Wrestling with God on the trail and in life



I thought I was under a lot of pressure to say something wise before going on sabbatical, but now I’m supposed to have found myself or something. Talk about pressure!
            It’s good to be back. Honestly, I can say that. It was also good to be gone. Those things are not mutually exclusive. One of the things I found to be very true over the course of a month walking the Superior Hiking Trail was the futility of grand declarations and defining experiences before you have them. There are lots of people hiking that trail for lots of different reasons. Some people are out there to make some definitive change in their lives. Something isn’t right back home and the trail offers a kind of proving ground to test a new way of living. But that wasn’t me.

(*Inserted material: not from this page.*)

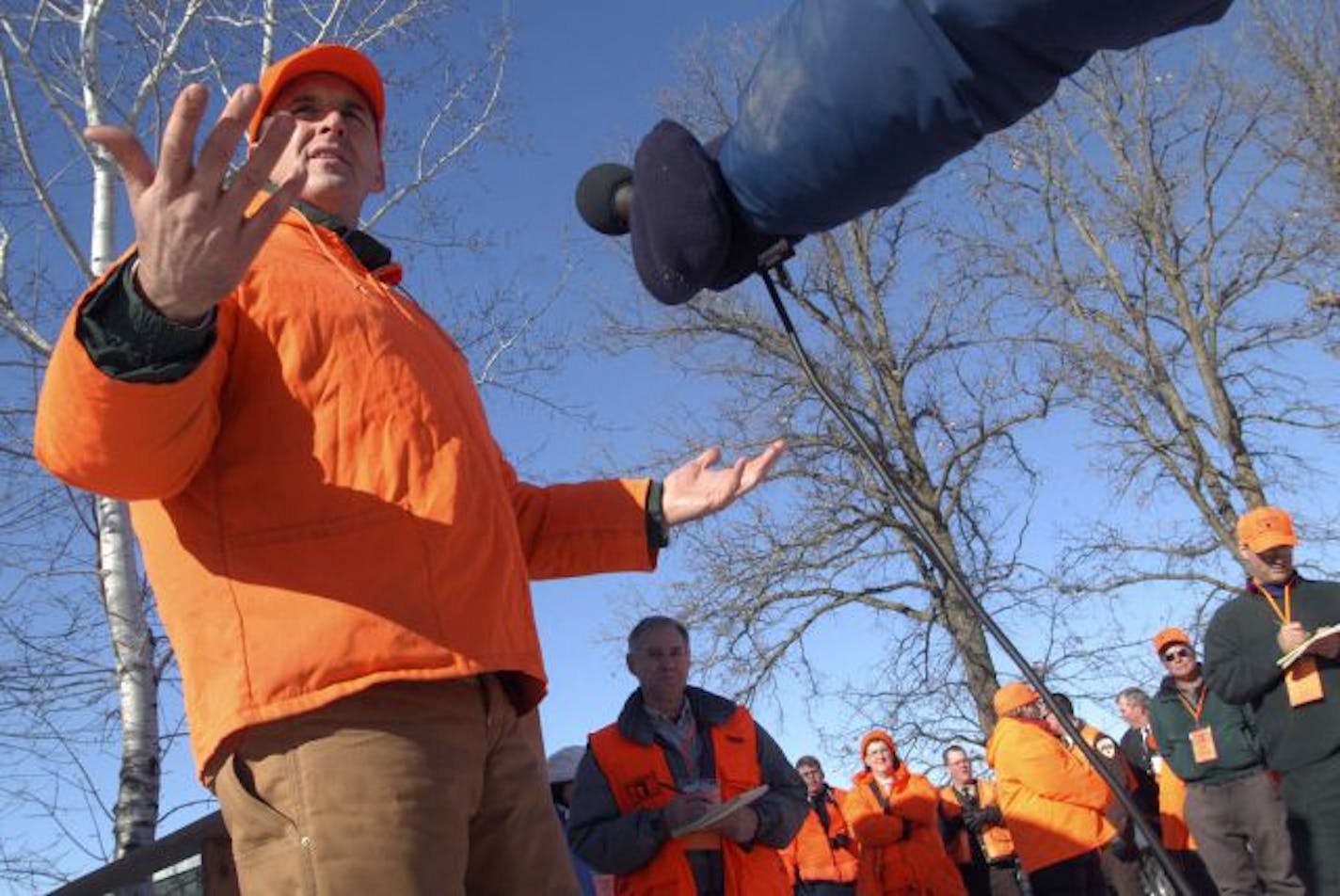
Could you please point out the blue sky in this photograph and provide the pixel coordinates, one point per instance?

            For others, they were out in the wilderness to find themselves. If you’ve ever read the book Wild or the seen the movie with Reese Witherspoon that’s the kind of mentality I’m talking about—people walking a trail because they don’t know who they are and something about it calls out to them. This is closer to an act of pilgrimage. You strip away the daily rigor of life and replace it with a different, simpler rigor and you may discover something about yourself you’ve never realized before, but again, that wasn’t why I was out there.
            I had the advantage of perspective. I wasn’t a 20-something trying to find myself, and neither was I in a mid-life crisis. But that’s not to say I knew what I was doing. There’s a tendency on the trail (as in life) to make wide, sweeping declarations about why we are doing what we are doing. Many of these declarations end up being impossible to maintain.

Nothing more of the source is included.